The shawl across the neck

and so it is
to give a token
of my love to you,
Gold,
I have not
nor silver
but a pink shawl and a blue one
that goes across the neck
the thin lady
across my street
the only she has
was the thin linen on her thin body
not a single shawl she has
even in the dark,cold night

the more you give,
the more you have,
so I remember grandma says
henceforth,
I had only my blue shawl
to keep my soul and body
in dark, cold nights.

Odebode Karimot

Feedback


Onweer, Keith Edwards’ poem written in Afrikaans, has lovely rhymes and off-rhymes, and I enjoyed the humour of the ending, which offset the tone of darkness and tinge of despair in the earlier stanzas. His other poem, Giving, also has some interesting alliteration and assonance, but it needs more development, both in content and in form. The reader needs to feel more for the situation the two people find themselves in and the use of language needs to be more engaging.
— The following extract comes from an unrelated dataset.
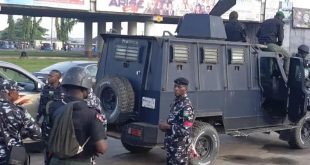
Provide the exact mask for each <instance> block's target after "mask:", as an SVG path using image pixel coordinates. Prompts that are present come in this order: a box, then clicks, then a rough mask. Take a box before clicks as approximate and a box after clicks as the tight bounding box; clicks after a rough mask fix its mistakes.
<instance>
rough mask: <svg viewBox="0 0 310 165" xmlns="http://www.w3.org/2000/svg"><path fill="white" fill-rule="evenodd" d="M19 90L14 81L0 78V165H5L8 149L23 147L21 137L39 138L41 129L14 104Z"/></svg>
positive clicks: (30, 117)
mask: <svg viewBox="0 0 310 165" xmlns="http://www.w3.org/2000/svg"><path fill="white" fill-rule="evenodd" d="M20 89H21V88H20V87H19V86H18V85H17V83H16V82H15V81H12V80H6V79H1V78H0V118H1V120H0V124H1V125H0V127H1V133H0V164H1V165H6V164H7V161H8V160H7V159H8V156H9V155H8V154H9V150H10V147H12V146H22V145H23V143H22V136H23V137H24V136H27V137H30V138H32V139H40V138H41V129H40V127H39V126H38V125H37V124H36V123H35V121H34V119H33V118H32V117H31V116H30V114H29V113H28V112H27V110H26V109H23V108H22V107H19V106H17V105H15V104H14V101H16V100H17V99H18V97H19V93H18V91H19V90H20ZM2 129H3V131H2ZM22 130H23V131H22ZM21 132H22V133H21ZM6 142H8V143H6Z"/></svg>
Jeannie McKeown’s poem Christmas takes a look at the differences and similarities between apartheid and democratic South Africa from a white middle class perspective. It read too much like prose, and the subject matter was not explored in a satisfying enough way for this reader. Perhaps a shorter poem that focusses more on the interesting juxtaposition of monetary note with Mandela’s face on a it and a Mastercard could work.
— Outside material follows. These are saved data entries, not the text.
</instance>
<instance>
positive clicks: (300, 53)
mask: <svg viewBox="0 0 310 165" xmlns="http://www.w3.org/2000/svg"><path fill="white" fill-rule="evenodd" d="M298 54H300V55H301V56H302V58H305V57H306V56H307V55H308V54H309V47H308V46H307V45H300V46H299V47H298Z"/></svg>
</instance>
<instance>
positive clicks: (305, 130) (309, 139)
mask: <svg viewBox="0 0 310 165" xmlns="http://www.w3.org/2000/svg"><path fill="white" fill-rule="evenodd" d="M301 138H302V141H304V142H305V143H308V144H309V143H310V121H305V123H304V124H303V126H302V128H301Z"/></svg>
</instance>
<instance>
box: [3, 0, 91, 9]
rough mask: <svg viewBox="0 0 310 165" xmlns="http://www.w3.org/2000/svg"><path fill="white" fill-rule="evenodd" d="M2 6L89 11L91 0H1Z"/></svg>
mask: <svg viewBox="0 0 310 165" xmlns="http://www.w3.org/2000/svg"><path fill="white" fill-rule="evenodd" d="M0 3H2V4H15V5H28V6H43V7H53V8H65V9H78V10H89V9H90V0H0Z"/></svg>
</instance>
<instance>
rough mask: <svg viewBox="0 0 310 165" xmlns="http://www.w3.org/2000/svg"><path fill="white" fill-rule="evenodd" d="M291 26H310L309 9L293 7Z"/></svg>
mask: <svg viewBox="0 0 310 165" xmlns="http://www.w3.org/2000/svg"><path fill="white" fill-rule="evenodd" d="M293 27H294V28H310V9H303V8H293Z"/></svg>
In Linda Zinzi Sealy’s poem Was it really you? the narratoris reminded of someone she was close to and looked after when she sees someone who is similarly disabled in a wheelchair. For this poem to work we need more detail about what the constant giving and taking was like, and a more developed link with the theme – did the ‘visitation’ feel as though the departed person was again taking – this time the narrator’s sense that a new life was possible?

In please do not exclaim Ross Fleming develops the voice of a thief / advertiser / technocrat who is wheedling money from an unwitting person. I like it that you don’t understand fully who is doing what to whom until the end, and there are some lovely run-on lines that play with cliché and double meaning. Smooth operator came to mind. Form and content work well here.

The voice in The shawl across the neckbyOdebode Karimot has a lilting, lyrical tone, and language one might find in the Bible with the religious text’s emphasis on sharing and taking care of the poor. The understated way the gift is given is effective, as is the assonance of ‘thin linen’. Repetition of lines implies endurance, and a mantra to keep out the cold. The image of the shawl across the neck and those in need who live ‘across the road’ evoke vulnerability and the proximity of death. The short lines create a long thin poem, suggesting a scarf, emaciation, and the line that divides life from death. I suggest emphasizing the thinness of the shape of the poem to enhance this effect.

The ‘you’ in the poem seems to be aimed at the reader, and not at the lady. The poem itself is a gift of love, a reminder that there are people who are prepared to give when they themselves have so little. What is given is a token; it stands in for love, yet it might be the very thing that makes a difference.